Existing (in the script today): script-as-procedure; stage-0 fail-closed preflight; stage-2 anti-escalation self-check; fail-closed CIDR guard; capture-then-test output validation; whitelist-write 0600 credentials; dynamic ID resolution (no pasted IDs). Systemic backstop: the D-051/D-064 policy layer bounds what tenant-side identities can do even if a technician errs; the residual risk is OPERATOR-side error (manual admin grant, wrong domain reuse, quota fat-finger).
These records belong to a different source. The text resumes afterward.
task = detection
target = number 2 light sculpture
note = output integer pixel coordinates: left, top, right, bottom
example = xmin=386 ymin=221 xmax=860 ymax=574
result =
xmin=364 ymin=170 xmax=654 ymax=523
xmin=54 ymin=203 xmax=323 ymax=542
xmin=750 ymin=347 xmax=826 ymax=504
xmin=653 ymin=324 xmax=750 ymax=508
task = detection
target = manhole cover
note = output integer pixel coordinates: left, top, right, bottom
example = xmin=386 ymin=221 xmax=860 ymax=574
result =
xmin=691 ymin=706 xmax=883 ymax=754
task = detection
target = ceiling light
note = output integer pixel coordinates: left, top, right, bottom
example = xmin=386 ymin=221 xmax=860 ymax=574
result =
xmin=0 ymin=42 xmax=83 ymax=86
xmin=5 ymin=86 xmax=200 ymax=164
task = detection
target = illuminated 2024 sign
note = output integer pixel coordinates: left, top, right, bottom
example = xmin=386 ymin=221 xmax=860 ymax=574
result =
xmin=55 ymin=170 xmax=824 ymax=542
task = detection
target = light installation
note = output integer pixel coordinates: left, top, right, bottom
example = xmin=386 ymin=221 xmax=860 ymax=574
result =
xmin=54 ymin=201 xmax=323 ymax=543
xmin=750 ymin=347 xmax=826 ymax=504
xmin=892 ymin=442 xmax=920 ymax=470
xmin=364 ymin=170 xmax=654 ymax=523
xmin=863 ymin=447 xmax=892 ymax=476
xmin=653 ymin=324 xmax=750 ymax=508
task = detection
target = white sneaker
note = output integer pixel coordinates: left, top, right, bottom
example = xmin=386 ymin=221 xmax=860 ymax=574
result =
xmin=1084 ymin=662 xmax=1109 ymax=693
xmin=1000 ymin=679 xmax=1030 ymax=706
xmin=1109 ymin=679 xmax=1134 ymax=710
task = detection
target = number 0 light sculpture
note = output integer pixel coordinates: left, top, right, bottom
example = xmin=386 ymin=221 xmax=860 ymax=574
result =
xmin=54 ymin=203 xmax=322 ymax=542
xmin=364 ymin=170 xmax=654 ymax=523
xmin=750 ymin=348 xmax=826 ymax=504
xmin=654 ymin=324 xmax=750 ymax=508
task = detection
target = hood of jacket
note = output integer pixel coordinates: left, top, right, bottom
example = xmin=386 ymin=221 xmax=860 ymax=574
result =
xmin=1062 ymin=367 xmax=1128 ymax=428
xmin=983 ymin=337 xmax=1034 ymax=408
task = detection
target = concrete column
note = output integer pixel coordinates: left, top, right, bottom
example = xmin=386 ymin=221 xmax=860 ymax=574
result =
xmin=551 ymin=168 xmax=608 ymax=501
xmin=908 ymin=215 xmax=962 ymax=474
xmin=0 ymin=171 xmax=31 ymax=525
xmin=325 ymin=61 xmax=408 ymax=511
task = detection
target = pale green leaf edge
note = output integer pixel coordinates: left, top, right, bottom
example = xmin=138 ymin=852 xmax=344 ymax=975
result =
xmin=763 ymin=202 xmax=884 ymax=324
PROPOSED (logged for operator prioritization; none implemented):

  • H1 tenant-assert.sh -- read-only post-onboard verifier: triad exists with the EXACT grants of section 1 (and nothing more), keypair owner is -cluster, app cred owner is -svc, manager has exactly one assignment, anti-escalation retest. Also serves as an offboard preflight and a periodic all-tenants drift sweep.
  • H2 stage-3 app-cred idempotency re-run guard (already in the logged backlog).
  • H3 canary access-proof stage (section 5 item 4).
  • H4 keystone-policy-drift.sh periodic run (script backlog item 6) -- guards the policy layer the whole model rests on.
  • H5 runbook rule: NOTHING outside the script; any needed deviation is a script change shipped with its harness, not a live improvisation.

Related: D-051, D-064, D-066, D-067, D-073, appendix-C, appendix-D, scripts/tenant-onboard.sh, runbooks/tenant-onboarding-v2-DRAFT.md.